If we were creating a public education system from scratch, would we organize it as most of our public systems are now organized? Would our classrooms look just as they did before the advent of personal computers and the internet? Would we give teachers lifetime jobs after their second or third years? Would we let schools survive if, year after year, half their students dropped out? Would we send children to school for only eight and a half months a year and six hours a day? Would we assign them to schools by neighborhood, reinforcing racial and economic segregation?

Few people would answer yes to such questions. But in real life we don’t usually get to start over; instead, we have to change existing systems.
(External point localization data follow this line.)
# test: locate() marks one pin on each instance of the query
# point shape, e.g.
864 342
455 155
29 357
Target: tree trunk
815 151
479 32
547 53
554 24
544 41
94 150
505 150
One city did get a chance to start over, however. In 2005, after the third deadliest hurricane in US history, state leaders wiped the slate clean in New Orleans. After Katrina, Louisiana handed all but seventeen of the city’s public schools to the state’s Recovery School District (RSD), created two years earlier to turn around failing schools. Over the next nine years, the RSD gradually turned them all into charter schools—a new form of public school that has emerged over the past quarter century. Charters are public schools operated by independent, mostly nonprofit organizations, free of most state and district rules but held accountable for performance by written charters, which function like performance contracts. Most, but not all, are schools of choice. In 2019, New Orleans’ last traditional schools converted to charter status, and 100 percent of its public school students now attend charters.